March of the guys
How did one honorific colonise our language?
“Guys, please have any loose items ready to place in the tray…”
“Only join this queue if you are eligible for priority boarding, guys…”
“Guys, please follow the yellow lines when exiting this area…”
Airport users will be familiar with hearing and obeying such instructions. We rustle, shuffle, stop, start, sucking up the inescapable prelude to airborne freedom, our inner eye fixed on the journey’s end.
But it’s the honorific I wish to dwell on here: “Guys”. Guys is the Japanese knotweed of modern English. It has conquered and strangled all older forms of politesse. This came home to me recently as I flew from England to Ireland. “Guys” all of my fellow passengers and I were in the eyes and on the lips of ground staff as we slouched through Heathrow; and “Guys” we all remained when disembarking at Shannon. In the past, we would, I suppose, have been “Ladies and Gents”, or we might have been somewhat coldly third-personed as “passengers” (“Could passengers please follow the yellow lines?”), or maybe subjected by a more light-hearted airport official to something a little playful like “Boys and girls”.
But neither Hiberno-English nor Anglo-English has found the wherewithal to resist the march of the guys. It is relentless. A few weeks ago, I was in Parliament Square on the day of the state opening and I overheard a policeman addressing three bemused elderly Japanese tourists, a man and two women, with an “Excuse me, guys”. I went for dinner recently with three others, all of us in our fifties, two men and two women. Along came the affable teenage waiter with an “OK, guys?” Listen out too for “guys” being used by someone who in the next or even the same breath is bemoaning American cultural hegemony.
The word has three primary characteristics: brevity, informality, androgyny. A perfect linguistic brew for our times, one might say; a blandishment ideal for use in those multiplying parts of the modern world that are “desacralised, unserious, and predominantly commercialised” (Michael Millerman). Yet it is hard to say with any exactitude when “guys”, newly gender indeterminate, cleared the field of all competitors. Guys & Dolls premiered in 1950 when the term’s gendered status would presumably have seemed unassailable. Similarly, when Liotta, Pesci and De Niro wise guy-ed their way through the sixties and seventies in Goodfellas, there was no hint of an equal opportunities agenda encroaching. When Five Guys Named Mo took the West End by storm in 1990, you knew you were going to hear five men sing and dance. And when Garrison Keillor published The Book of Guys in 1993, the term still meant one sex and once sex only.
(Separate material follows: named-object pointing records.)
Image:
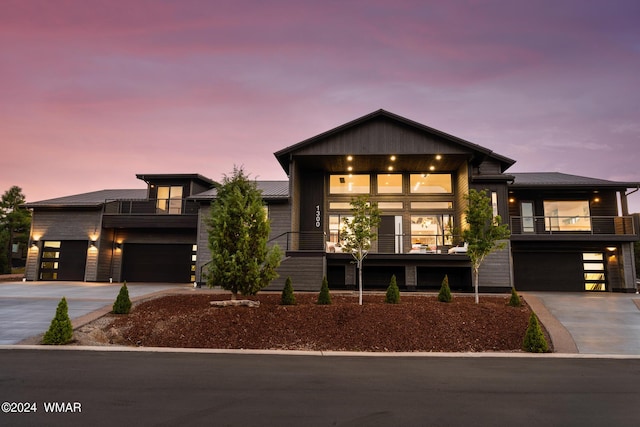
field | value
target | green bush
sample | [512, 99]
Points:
[60, 331]
[123, 303]
[515, 301]
[534, 340]
[324, 298]
[288, 298]
[445, 292]
[393, 293]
However, my edition of the Shorter Oxford English, also from 1993, has the following entry as its third meaning for guy n: “A man, a fellow; in pl. also (chiefly N. Amer.), people (of either sex). colloq. (orig. N. Amer.)”. So when did we reach the point of no return? To be all sub-Larkiny about it: I think it might have been somewhere between the final episode of Friends and the second Spider-Man reboot? It is a classic instance of a reality you wake up to, rather than witness coming to be.
It should be added that the line is holding in places. I’ve noticed that announcements made over public address systems tend not to make “Guys” of us all. Pressing a mike to your lips, knowing that your message will be invested with the authority of the tannoy, seems to trigger some reflex decorum.
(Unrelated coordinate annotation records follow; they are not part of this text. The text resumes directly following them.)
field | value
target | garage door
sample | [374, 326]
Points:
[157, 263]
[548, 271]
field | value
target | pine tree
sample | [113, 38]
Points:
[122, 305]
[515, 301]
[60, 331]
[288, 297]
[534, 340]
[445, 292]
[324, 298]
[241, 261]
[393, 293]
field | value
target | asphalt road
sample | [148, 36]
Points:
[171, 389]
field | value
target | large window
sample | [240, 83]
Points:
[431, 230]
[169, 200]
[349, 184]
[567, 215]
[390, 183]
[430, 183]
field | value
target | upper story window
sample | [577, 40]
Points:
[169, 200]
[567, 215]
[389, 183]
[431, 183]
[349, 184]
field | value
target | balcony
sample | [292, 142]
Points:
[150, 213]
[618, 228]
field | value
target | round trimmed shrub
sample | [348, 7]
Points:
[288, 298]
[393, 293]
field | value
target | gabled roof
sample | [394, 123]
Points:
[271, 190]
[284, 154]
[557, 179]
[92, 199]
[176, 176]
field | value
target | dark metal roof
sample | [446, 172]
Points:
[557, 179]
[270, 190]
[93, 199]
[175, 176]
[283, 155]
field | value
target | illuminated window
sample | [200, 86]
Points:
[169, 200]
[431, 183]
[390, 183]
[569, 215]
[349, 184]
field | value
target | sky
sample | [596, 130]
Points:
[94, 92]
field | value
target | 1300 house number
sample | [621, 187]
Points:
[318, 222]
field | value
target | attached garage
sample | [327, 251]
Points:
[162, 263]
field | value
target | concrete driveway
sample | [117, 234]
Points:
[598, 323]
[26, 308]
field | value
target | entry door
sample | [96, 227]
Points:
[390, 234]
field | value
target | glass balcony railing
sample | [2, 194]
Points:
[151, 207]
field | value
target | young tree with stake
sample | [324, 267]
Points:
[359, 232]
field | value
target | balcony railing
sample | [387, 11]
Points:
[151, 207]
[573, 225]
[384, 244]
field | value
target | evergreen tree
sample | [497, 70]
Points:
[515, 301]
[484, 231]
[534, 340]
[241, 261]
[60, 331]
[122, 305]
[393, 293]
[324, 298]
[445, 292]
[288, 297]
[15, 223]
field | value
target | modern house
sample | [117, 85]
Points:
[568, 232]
And there are some upsides to “guys”. Most words exist for good reason. The term is undoubtedly flexible and friendly, both good things; and it can be used to convey affability, fellow feeling, a certain loose-limbed esprit de corps among total strangers. Automatic, unthinking deference always needs to be kept in check and “guys” also makes a good job of that. Defenders might even say that usages like “guys” can be part of a vast linguistic firewall against divisiveness in febrile times.
… diversity is unquestionably our strength when it comes to language
There are even certain uses that I quite like, such as parents talking affectionately about “our guys” and “your guys” when discussing the fortunes of their respective broods. And I also know people who used the term habitually long before the current miasmic application and from their lips “guy”, miraculously, retains its power.
Is this an over-reaction, then? Maybe. But diversity is unquestionably our strength when it comes to language, and to expressing nuance, irony, and subtler intentions. It is no fun, really, to witness this remorseless flattening of all the diverse resources the English language has for addressing and naming our fellow humans, this kind of homogenisation, which is now escaping words and spreading to imagery: Look at the ubiquity of Commercial Memphis, the graphic design style that has so spectacularly conquered the field of illustration, reducing all humans to assortments of pastel-coloured, bulging-limbed, interchangeable, near-featureless, flattened marshmallow-people.
I see no release. Get used to it, guys.